3. Überträgt eine AG ihr operatives Geschäft auf eine KG, so geht nach Ansicht des III. Senats (BFH, Urteil vom 17.2.1019, III R 35/17, BFH/NV 2019, 877) ein gewerbesteuerlicher Verlustvortrag der AG nicht auf die KG über. Denn der Rechtsträger, bei dem der Gewerbeverlust entstanden sei (AG), habe auch nach der Ausgliederung noch existiert, und der vor der Übertragung bestehende Betrieb der AG sei aufgrund der Gewerblichkeitsfiktion des § 2 Abs. 2 Satz 1 GewStG identisch mit dem nach der Übertragung noch vorhandenen Betrieb. Dies gilt nach Ansicht des III. Senats jedenfalls dann, wenn sich die AG fortan nicht nur auf die Verwaltung der Mitunternehmerstellung bei der KG beschränkt.
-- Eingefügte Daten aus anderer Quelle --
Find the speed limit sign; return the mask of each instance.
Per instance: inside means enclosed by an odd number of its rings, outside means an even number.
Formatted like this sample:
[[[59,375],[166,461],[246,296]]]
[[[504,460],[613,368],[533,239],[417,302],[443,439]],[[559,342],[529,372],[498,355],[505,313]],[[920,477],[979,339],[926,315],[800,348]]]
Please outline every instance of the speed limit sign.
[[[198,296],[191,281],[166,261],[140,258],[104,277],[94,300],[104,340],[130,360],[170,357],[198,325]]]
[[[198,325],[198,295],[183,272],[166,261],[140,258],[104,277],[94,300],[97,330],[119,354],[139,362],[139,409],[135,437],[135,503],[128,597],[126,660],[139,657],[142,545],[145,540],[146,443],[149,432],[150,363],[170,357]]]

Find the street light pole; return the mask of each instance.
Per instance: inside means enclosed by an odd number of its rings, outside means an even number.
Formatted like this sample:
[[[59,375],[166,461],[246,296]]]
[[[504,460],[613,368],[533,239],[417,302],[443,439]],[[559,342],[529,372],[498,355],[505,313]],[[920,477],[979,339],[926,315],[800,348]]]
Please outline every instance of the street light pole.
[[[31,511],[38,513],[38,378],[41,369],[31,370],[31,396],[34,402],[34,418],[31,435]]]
4. Nach Ansicht des IV. Senats kommt in dem vom III. Senat offengelassenen Fall, d.h. wenn sich die Tätigkeit der Kapitalgesellschaft nach Einbringung ihres Betriebs in eine Personengesellschaft auf die Verwaltung der Mitunternehmerstellung an der auf-nehmenden Gesellschaft sowie das Halten der Beteiligung an der Komplementär-GmbH beschränkt, eine Verlustnutzung in Betracht. Die Rechtsprechung, der zufolge der Abzug des Gewerbeverlustes bei Kapitalgesellschaften keine Unternehmensidentität voraussetzt, betrifft nur die Fälle, in denen die Kapitalgesellschaft nach Änderung der tatsächlichen Verhältnisse noch eine (geänderte) Tätigkeit entfaltet, nicht aber den Fall, dass sie keine (relevante) Tätigkeit mehr entfaltet.
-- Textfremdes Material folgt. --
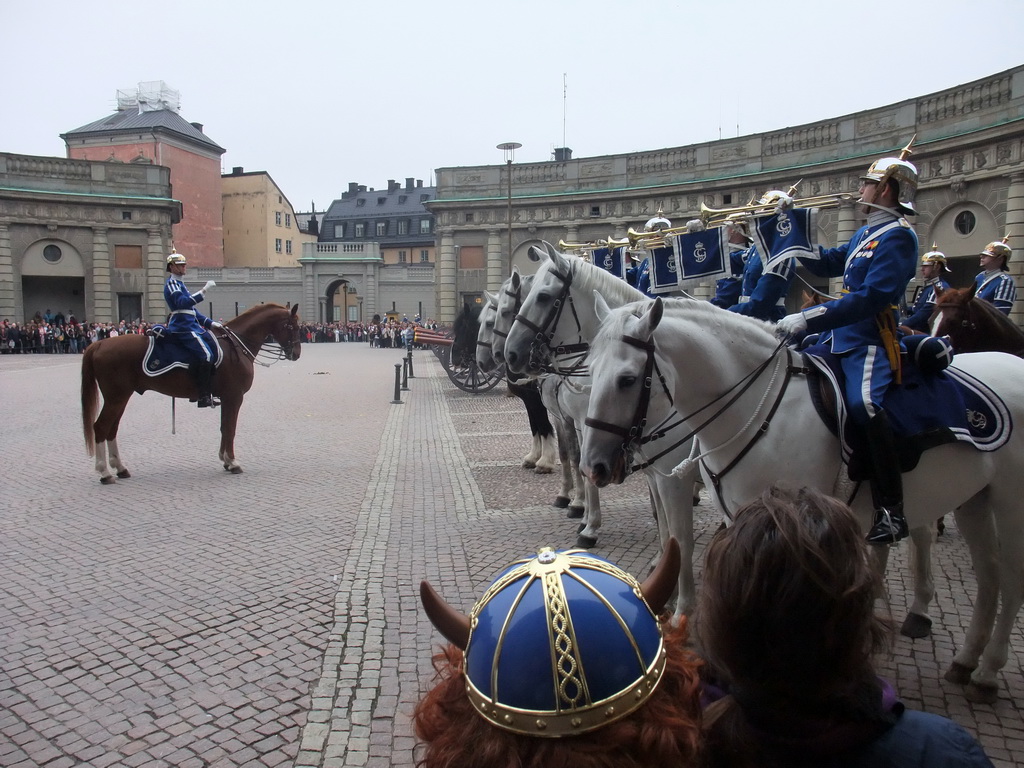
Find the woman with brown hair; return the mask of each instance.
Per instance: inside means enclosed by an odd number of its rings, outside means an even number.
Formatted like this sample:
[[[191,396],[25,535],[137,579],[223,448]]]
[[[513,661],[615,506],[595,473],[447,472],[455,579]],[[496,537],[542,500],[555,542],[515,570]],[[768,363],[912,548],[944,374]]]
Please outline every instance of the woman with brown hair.
[[[675,586],[671,539],[642,585],[585,550],[507,567],[466,617],[420,595],[451,644],[419,702],[423,768],[685,768],[697,763],[700,662],[685,621],[658,618]]]
[[[705,711],[706,766],[991,766],[944,717],[905,710],[873,655],[889,626],[849,507],[769,488],[708,546],[700,645],[730,695]]]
5. Die Verwaltung der Mitunternehmeranteile, die die Kapitalgesellschaft durch die Einbringung ihres Betriebs in die Personengesellschaft erworben hat, stellt – bezogen auf das Merkmal der Unternehmensidentität – keine in diesem Sinne relevante Tätigkeit dar.
6. In dem Umfang, in dem auch Unternehmeridentität gegeben ist, kann daher eine Personengesellschaft, in die eine Kapitalgesellschaft ihren Betrieb eingebracht hat, den Verlustabzug der Kapitalgesellschaft nutzen, wenn diese sich fortan auf die Verwaltung ihrer Mitunternehmerstellung bei der Personengesellschaft beschränkt.